Je n'en prendrai que quatre exemples. Le premier concerne les crédits alloués à l'aide alimentaire. Malgré les files d'attente qui s'allongent devant les distributions, vous avez l'audace de proposer une baisse de 12 % – soit 8 millions d'euros – des crédits dédiés à l'aide alimentaire entre 2021 et 2022. En commission des affaires sociales, vous nous avez expliqué qu'avec le concours des fonds européens, ils vont en fait augmenter de 400 000 euros, soit un petit 1 % d'augmentation, alors que les dernières données disponibles montrent qu'en 2020, les volumes d'aide alimentaire distribués ont augmenté de 10 %. Dès lors, que vont distribuer les épiceries solidaires et les associations de secours à toutes les personnes qui se trouvent dans le besoin ? Que ferez-vous pour les jeunes étudiants dans le besoin qui ne seront pas éligibles au contrat d'engagement jeune ?

Mon deuxième exemple a trait à l'action Prévention des maladies chroniques et qualité de vie des malades, qui abonde des crédits pour la prévention des maladies neurodégénératives, des cancers et des addictions comme le tabac et l'alcool, ainsi que pour la santé sexuelle. Ce que vous proposez, à savoir une stabilité des crédits en autorisations d'engagement (AE) – qui correspond en réalité à une baisse, une fois l'inflation prise en compte – et une baisse en crédits de paiement, reflète votre manque d'ambition en la matière, s'agissant d'enjeux pourtant cruciaux. Tous les experts en santé publique nous invitent d'ailleurs à réorienter notre système de santé vers la prévention des maladies chroniques.

Mon troisième exemple concerne les crédits alloués à l'allocation aux adultes handicapés. Ils augmentent de 4 % mais cela couvre en partie la hausse du nombre de bénéficiaires. S'élevant à 900 euros environ, le montant mensuel à taux plein restera toutefois largement en dessous du seuil de pauvreté. Outre cette stabilisation des crédits qui ne dit pas son nom, vous n'accédez toujours pas, dans ce PLF, à la principale demande des allocataires de l'AAH et des associations qui les représentent : pouvoir vivre dans la dignité. En effet, malgré l'unanimité des groupes d'opposition en faveur d'une telle mesure, vous n'ouvrez pas la voie à la déconjugalisation de l'AAH, et vous y substituez ici une réformette du mode de calcul. Le refus que vous opposez à la dignité de ces millions de personnes, c'est quelque part votre indignité.

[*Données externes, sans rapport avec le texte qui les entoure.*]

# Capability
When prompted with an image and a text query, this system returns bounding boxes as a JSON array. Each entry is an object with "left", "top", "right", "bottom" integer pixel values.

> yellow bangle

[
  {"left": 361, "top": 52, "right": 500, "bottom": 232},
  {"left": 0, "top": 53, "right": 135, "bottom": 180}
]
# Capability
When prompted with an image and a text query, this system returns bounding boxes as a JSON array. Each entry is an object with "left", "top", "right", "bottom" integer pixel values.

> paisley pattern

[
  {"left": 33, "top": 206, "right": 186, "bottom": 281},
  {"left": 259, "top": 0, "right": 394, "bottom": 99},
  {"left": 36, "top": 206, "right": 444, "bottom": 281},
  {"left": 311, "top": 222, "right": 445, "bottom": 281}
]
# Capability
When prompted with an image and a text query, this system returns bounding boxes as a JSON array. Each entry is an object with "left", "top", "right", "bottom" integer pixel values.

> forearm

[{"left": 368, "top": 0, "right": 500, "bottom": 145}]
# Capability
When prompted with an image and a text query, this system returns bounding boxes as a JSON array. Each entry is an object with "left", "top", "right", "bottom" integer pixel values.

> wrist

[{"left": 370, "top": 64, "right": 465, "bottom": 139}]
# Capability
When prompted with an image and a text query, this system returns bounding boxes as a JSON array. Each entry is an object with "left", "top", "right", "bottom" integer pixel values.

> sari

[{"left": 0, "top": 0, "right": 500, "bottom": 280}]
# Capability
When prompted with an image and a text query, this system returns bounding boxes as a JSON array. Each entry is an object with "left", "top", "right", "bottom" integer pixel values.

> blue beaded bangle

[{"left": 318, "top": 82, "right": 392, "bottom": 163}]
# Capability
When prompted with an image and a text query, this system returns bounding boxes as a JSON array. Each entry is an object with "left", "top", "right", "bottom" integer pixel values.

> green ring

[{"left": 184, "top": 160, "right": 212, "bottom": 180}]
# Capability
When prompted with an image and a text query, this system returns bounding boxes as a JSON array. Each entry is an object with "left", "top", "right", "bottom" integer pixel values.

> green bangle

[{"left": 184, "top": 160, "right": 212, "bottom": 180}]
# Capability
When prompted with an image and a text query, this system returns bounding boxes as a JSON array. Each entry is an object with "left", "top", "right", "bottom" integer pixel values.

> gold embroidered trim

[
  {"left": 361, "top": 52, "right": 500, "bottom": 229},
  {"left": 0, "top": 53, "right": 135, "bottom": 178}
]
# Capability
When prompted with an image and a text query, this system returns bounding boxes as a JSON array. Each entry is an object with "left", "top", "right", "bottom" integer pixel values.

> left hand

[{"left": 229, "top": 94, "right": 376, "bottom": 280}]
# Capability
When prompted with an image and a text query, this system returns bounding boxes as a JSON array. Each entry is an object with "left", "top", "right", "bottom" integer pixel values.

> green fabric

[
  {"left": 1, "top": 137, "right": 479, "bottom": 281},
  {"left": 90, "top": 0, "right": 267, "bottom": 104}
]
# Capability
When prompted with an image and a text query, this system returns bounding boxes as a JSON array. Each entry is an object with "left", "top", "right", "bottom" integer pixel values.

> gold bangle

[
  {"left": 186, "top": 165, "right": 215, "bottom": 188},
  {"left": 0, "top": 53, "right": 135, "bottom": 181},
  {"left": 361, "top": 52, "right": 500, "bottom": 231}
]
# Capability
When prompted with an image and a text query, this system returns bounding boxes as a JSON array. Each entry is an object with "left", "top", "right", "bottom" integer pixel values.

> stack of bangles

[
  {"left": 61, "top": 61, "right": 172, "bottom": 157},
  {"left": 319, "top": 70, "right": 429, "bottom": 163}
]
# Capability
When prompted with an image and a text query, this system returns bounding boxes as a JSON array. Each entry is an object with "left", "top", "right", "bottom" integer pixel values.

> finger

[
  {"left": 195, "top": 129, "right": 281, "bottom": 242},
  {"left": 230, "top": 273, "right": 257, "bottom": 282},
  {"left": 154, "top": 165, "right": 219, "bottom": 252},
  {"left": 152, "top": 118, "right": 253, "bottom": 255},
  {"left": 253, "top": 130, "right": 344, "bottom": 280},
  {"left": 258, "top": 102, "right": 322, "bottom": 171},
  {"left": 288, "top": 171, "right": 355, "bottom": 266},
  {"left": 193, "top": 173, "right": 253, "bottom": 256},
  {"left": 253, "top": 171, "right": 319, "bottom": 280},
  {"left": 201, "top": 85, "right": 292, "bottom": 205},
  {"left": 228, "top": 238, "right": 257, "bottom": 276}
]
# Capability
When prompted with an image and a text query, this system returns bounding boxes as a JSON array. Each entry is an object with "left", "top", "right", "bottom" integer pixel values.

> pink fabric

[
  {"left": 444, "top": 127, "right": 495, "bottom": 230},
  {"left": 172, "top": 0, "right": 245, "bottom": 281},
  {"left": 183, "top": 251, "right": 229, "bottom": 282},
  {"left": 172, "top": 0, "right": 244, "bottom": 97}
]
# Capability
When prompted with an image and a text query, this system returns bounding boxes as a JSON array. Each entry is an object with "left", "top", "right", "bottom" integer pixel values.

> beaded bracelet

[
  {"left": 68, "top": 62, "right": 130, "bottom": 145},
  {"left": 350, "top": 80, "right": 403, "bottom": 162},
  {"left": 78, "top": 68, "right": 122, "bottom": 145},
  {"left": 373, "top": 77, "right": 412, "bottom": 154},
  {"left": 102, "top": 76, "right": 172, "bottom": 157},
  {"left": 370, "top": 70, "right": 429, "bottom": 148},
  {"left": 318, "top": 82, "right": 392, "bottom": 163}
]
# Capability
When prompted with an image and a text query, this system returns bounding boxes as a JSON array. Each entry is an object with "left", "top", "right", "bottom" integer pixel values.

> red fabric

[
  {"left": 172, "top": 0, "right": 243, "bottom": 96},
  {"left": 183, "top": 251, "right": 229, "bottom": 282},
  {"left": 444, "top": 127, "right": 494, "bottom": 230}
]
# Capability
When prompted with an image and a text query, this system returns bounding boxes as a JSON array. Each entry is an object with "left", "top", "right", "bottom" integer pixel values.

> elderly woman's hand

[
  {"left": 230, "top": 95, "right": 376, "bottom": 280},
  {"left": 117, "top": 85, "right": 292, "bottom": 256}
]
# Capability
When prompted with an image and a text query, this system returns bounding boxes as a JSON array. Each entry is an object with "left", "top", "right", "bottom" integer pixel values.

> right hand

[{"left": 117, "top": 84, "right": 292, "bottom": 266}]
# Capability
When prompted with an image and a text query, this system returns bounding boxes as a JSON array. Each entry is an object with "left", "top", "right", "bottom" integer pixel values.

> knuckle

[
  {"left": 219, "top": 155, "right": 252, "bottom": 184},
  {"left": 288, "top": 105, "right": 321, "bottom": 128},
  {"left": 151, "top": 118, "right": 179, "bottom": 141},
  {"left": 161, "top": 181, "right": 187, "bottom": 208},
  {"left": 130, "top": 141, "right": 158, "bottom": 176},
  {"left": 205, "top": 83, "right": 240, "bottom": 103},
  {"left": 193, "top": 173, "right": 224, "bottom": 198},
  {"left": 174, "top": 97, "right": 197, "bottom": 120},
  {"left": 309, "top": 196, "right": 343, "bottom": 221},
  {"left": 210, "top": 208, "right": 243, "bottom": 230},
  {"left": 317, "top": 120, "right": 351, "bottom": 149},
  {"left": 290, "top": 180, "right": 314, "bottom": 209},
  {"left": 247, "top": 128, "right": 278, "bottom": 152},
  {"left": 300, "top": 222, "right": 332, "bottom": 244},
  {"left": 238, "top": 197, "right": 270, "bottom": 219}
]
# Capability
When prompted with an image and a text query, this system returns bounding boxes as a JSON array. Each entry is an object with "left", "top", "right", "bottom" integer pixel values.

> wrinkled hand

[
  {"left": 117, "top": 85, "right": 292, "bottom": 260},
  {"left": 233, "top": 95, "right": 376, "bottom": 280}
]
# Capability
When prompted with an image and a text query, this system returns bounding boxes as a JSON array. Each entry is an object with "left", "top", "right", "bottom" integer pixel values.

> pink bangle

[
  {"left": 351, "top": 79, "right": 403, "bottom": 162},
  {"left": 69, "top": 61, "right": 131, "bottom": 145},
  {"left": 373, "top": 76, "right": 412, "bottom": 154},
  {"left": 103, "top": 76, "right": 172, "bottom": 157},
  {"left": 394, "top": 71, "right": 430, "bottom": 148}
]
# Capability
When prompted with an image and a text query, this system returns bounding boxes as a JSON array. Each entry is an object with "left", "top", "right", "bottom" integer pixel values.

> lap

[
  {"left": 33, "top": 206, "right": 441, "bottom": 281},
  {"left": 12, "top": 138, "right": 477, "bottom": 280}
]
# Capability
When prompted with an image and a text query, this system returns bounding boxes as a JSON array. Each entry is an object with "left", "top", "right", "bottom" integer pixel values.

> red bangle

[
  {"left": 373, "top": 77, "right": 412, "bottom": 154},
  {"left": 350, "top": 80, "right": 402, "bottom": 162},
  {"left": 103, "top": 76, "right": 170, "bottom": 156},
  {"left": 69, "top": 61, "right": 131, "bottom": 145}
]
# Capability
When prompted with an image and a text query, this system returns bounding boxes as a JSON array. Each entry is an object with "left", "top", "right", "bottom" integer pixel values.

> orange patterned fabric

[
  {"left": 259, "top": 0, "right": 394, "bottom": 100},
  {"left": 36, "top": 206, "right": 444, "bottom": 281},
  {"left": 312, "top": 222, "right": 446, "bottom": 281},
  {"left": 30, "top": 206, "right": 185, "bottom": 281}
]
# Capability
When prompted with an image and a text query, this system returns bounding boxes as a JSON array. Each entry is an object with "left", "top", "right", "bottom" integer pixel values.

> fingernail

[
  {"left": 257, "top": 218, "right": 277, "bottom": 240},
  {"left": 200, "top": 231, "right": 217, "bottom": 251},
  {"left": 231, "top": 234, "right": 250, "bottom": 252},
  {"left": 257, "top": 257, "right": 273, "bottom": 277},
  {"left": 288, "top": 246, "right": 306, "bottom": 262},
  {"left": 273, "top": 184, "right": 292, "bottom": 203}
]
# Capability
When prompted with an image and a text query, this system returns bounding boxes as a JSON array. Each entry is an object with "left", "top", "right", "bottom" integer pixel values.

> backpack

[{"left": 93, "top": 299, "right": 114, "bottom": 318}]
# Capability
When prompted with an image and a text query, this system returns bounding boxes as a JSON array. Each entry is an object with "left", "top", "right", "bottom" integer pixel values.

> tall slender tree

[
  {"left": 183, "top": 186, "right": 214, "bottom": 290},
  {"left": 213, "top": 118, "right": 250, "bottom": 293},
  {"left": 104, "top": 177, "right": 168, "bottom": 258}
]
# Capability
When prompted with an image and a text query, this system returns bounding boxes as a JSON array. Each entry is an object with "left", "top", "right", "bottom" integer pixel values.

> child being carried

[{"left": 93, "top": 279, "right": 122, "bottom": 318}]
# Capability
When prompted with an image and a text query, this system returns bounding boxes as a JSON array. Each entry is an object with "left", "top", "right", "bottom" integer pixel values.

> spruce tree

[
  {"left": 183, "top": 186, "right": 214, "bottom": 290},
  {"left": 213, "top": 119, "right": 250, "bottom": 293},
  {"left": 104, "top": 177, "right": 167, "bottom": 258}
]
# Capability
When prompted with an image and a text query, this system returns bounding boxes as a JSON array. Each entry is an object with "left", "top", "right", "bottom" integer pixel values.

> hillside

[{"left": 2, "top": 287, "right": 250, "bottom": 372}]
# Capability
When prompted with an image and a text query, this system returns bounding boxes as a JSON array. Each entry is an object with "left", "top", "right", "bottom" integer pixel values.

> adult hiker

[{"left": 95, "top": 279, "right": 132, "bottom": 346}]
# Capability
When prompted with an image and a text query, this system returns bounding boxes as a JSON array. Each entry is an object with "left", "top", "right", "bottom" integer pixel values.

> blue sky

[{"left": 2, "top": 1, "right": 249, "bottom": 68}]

Enfin, mon quatrième exemple intéresse les crédits du programme Égalité entre les femmes et les hommes. C'est prétendument la grande cause du quinquennat mais, en réalité, les crédits qui oui sont dévolus en autorisations d'engagement baissent de 2,6 % – soit 1,3 million d'euros en moins en 2022, ce qui augure de baisses à long terme –, même si les crédits de paiement, eux, augmentent de 22 %. En ce domaine nous saluons les mesures que vous avez prises, bien qu'elles soient largement insuffisantes, comme l'ouverture vingt-quatre heures sur vingt-quatre du numéro d'écoute national 3919. Mais quelle est votre ambition réelle, lorsque vous baissez les autorisations d'engagement de ce programme de presque 3 % par rapport à 2021 ? Comment allez-vous lutter contre les violences faites aux femmes en baissant les crédits engagés à cette fin, alors qu'une femme décède tous les trois jours, victime de son partenaire ou de son ex-partenaire ? Comment allez-vous lutter contre les inégalités salariales ? Toutes les femmes, les associations de défense de leurs droits et l'ensemble de la société française vous le demandent.

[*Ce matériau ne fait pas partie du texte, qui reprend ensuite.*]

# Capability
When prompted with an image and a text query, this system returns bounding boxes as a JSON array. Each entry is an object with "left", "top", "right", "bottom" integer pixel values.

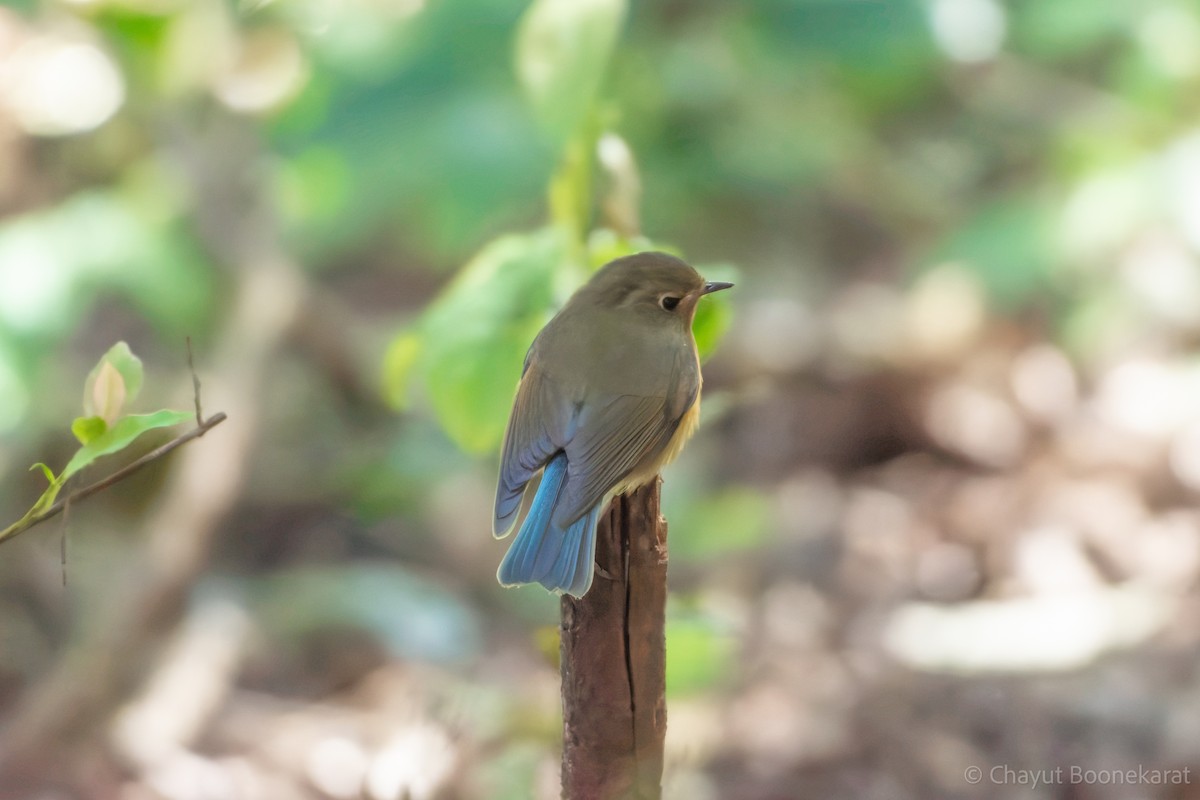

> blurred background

[{"left": 0, "top": 0, "right": 1200, "bottom": 800}]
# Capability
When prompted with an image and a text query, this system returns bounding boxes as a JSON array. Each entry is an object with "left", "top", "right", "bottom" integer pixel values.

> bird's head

[{"left": 583, "top": 252, "right": 733, "bottom": 329}]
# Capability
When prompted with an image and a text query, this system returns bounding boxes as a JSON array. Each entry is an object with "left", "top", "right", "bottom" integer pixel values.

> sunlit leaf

[
  {"left": 383, "top": 331, "right": 421, "bottom": 410},
  {"left": 29, "top": 462, "right": 58, "bottom": 483},
  {"left": 71, "top": 416, "right": 108, "bottom": 445},
  {"left": 516, "top": 0, "right": 625, "bottom": 142},
  {"left": 395, "top": 229, "right": 564, "bottom": 452},
  {"left": 60, "top": 409, "right": 194, "bottom": 480}
]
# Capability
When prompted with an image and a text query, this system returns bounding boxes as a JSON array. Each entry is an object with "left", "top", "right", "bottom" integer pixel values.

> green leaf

[
  {"left": 930, "top": 197, "right": 1055, "bottom": 308},
  {"left": 59, "top": 409, "right": 194, "bottom": 481},
  {"left": 83, "top": 342, "right": 143, "bottom": 423},
  {"left": 666, "top": 615, "right": 737, "bottom": 697},
  {"left": 383, "top": 331, "right": 421, "bottom": 411},
  {"left": 71, "top": 416, "right": 108, "bottom": 445},
  {"left": 417, "top": 229, "right": 564, "bottom": 452},
  {"left": 516, "top": 0, "right": 626, "bottom": 143},
  {"left": 664, "top": 487, "right": 770, "bottom": 560},
  {"left": 29, "top": 462, "right": 58, "bottom": 483}
]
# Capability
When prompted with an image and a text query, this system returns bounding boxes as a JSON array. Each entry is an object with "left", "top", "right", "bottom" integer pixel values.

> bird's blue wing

[
  {"left": 496, "top": 453, "right": 600, "bottom": 597},
  {"left": 554, "top": 395, "right": 686, "bottom": 527},
  {"left": 492, "top": 348, "right": 571, "bottom": 539}
]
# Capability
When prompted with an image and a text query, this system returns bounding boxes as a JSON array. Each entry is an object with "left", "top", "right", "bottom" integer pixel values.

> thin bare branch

[{"left": 0, "top": 411, "right": 226, "bottom": 551}]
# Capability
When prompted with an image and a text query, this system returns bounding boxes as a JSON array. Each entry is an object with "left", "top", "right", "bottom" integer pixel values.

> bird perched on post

[{"left": 492, "top": 253, "right": 733, "bottom": 597}]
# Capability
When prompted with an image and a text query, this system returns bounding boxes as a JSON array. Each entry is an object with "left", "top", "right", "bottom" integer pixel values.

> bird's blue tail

[{"left": 496, "top": 453, "right": 602, "bottom": 597}]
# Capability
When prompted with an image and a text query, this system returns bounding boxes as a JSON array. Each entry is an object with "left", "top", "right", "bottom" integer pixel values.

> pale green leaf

[
  {"left": 516, "top": 0, "right": 626, "bottom": 142},
  {"left": 83, "top": 342, "right": 143, "bottom": 423}
]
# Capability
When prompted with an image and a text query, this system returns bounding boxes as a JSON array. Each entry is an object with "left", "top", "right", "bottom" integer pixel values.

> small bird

[{"left": 492, "top": 252, "right": 733, "bottom": 597}]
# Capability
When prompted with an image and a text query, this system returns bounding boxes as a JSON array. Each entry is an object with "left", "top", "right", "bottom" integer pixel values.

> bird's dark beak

[{"left": 700, "top": 281, "right": 733, "bottom": 294}]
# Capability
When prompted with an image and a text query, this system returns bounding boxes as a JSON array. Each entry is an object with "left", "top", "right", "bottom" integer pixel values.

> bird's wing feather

[
  {"left": 556, "top": 395, "right": 683, "bottom": 525},
  {"left": 492, "top": 357, "right": 570, "bottom": 537}
]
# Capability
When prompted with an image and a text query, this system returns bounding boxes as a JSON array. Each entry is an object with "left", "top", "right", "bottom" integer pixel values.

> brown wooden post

[{"left": 562, "top": 477, "right": 667, "bottom": 800}]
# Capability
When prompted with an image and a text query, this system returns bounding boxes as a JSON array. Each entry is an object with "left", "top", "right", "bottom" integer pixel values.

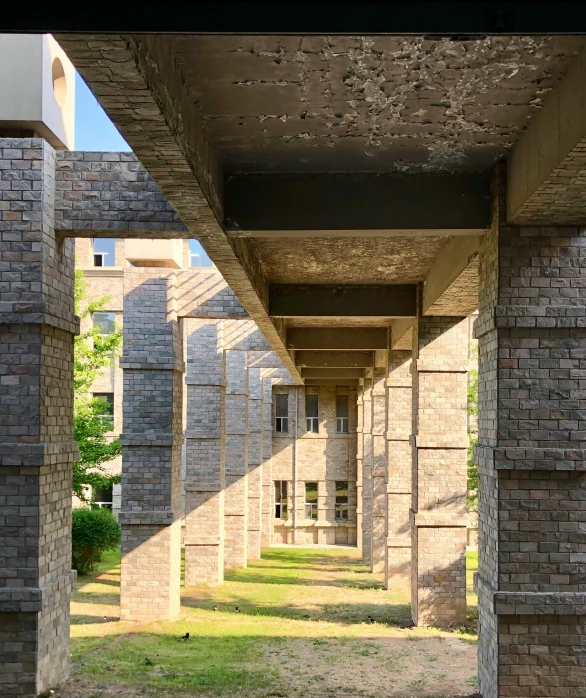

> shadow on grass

[
  {"left": 182, "top": 595, "right": 411, "bottom": 627},
  {"left": 224, "top": 568, "right": 383, "bottom": 589}
]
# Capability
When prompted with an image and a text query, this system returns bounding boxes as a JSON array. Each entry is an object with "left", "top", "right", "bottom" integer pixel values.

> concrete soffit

[{"left": 55, "top": 34, "right": 302, "bottom": 384}]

Alors que les inégalités sociales sont toujours d'actualité, que l'inclusion des personnes handicapées ne progresse pas, que votre ambition affichée en matière de transformation du système de santé ne trouve pas de déclinaison budgétaire et que les inégalités entre les femmes et les hommes sont toujours aussi criantes, vous n'apportez, dans ces deux missions, aucune réponse globale. En toute logique, le groupe Socialistes et apparentés votera contre les crédits des missions Solidarité, insertion et égalité des chances et Santé.